For his part, Ismail Abu Shanab, the senior leader at the Islamic resistance movement Hamas, said: “We mark al-Nakba not to shed tears and renew sadness, but to underline our steadfastness to carry on with resistance and Jihad.”

“We recall today the Zionist project based on the occupation of Palestine and forcing the Palestinian people to flee their homes. But the Palestinians are determined to put an end to this project, since Palestine is the motherland of its indigenous people and all Muslims and Arabs,” said Ismail Hania, another Hamas leader.

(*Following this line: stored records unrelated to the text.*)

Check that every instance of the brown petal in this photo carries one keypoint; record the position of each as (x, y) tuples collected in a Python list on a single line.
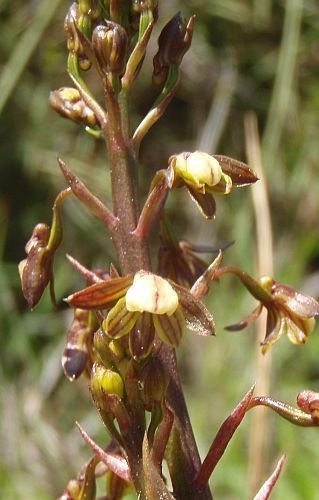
[(205, 201), (100, 295), (201, 286), (250, 319), (198, 318), (119, 320), (239, 172), (115, 462), (297, 303), (141, 337), (297, 329), (222, 439), (170, 329), (274, 329)]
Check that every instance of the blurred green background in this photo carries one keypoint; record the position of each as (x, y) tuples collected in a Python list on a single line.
[(247, 55)]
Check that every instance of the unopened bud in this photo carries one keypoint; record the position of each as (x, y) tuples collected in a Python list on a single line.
[(36, 269), (72, 26), (110, 47), (140, 6), (105, 381), (75, 354), (154, 381), (151, 293), (90, 8), (146, 9), (69, 104), (173, 43)]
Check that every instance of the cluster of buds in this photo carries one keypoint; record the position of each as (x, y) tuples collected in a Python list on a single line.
[(36, 271), (69, 104), (110, 43)]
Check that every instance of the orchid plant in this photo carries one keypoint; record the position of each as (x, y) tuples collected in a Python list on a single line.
[(129, 319)]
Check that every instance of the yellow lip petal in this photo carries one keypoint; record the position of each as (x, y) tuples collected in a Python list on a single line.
[(151, 293)]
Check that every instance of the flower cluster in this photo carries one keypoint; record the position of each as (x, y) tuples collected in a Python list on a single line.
[(142, 306)]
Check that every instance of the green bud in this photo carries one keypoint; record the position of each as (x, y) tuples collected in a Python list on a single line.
[(69, 104), (105, 381), (110, 47), (90, 8), (140, 6)]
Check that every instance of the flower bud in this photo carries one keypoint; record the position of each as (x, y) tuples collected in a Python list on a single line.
[(36, 269), (143, 8), (75, 355), (173, 43), (154, 381), (69, 104), (105, 381), (72, 26), (110, 47), (90, 8), (151, 293), (140, 6), (197, 168)]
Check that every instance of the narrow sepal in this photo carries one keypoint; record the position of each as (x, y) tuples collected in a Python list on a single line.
[(154, 484), (100, 295), (288, 412), (141, 337), (170, 329), (202, 284), (119, 320), (240, 173), (298, 303), (88, 482), (205, 202), (162, 435), (198, 318), (267, 487), (222, 439), (115, 462)]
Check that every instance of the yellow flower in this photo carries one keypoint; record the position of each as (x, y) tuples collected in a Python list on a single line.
[(205, 175)]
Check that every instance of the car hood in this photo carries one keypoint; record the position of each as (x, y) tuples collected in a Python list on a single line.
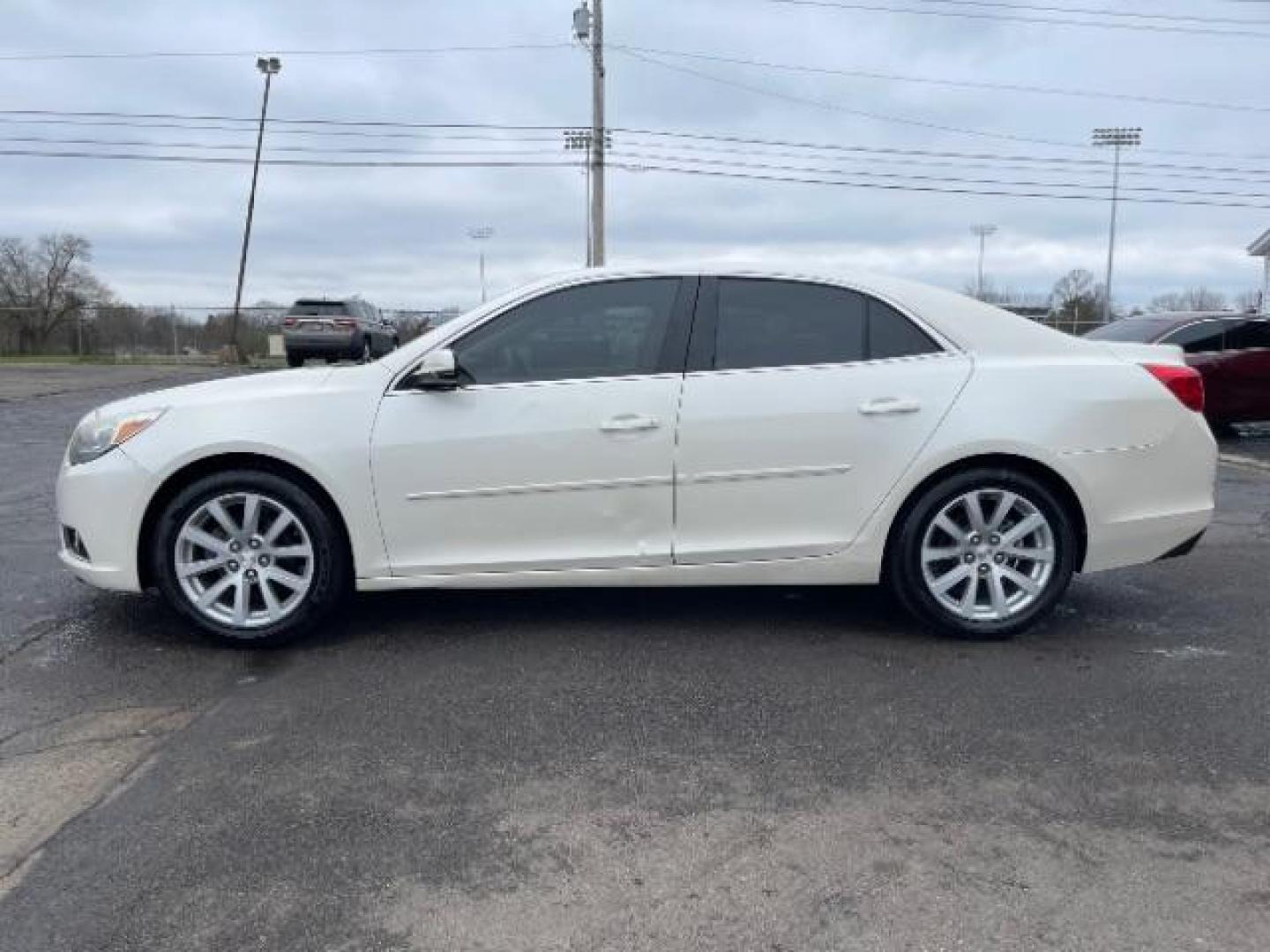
[(244, 387)]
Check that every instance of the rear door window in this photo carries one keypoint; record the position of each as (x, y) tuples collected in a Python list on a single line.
[(1254, 335), (787, 324), (1201, 338)]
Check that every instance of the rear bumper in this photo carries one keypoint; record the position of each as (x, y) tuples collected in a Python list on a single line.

In Cairo, the Muslim Brotherhood asserted that Britain stabbed Arabs in the back by promising Jews to establish their state on Arab territories.

On November 1917, the British government, represented in British Foreign Secretary Arthur James Balfour, decided to endorse the creation of a Jewish state in Palestine.

After discussions within the cabinet and consultations with Jewish leaders, the decision was made public in a letter from Balfour to Lord Rothschild, a British prominent Jew. The contents of this letter became known as the Balfour Declaration.

Al-Nakba In Colors

On Wednesday, May 14, a number of Palestinian plastic artists drew a mural of 55 meters length on the walls of Gaza City and Jabalia refugee camp.

“The Palestinian (plastic) artists are to draw three murals to mark al-Nakba. The first one will be in north of the Gaza Strip, the second in Gaza City and the third in the south of the Strip,” Nidal Abu Oun, a Palestinian plastic artist, told IslamOnline.net.

“I draw a clear blue sky, hoping that peace would prevail our land…Enough with the bloodshed,” he added.

Putting his final touches, Kaloub said his mural is all about the “symbol,” in reference to the famous key, which signifies the long-awaited dream held by Palestinian refugees to return to their homeland.

“The mural consists of the old woody door, the wreckage which refers to our homes, a Palestinian dress signifying our culture and civilization in addition to the sun, which gives us hope,” he said.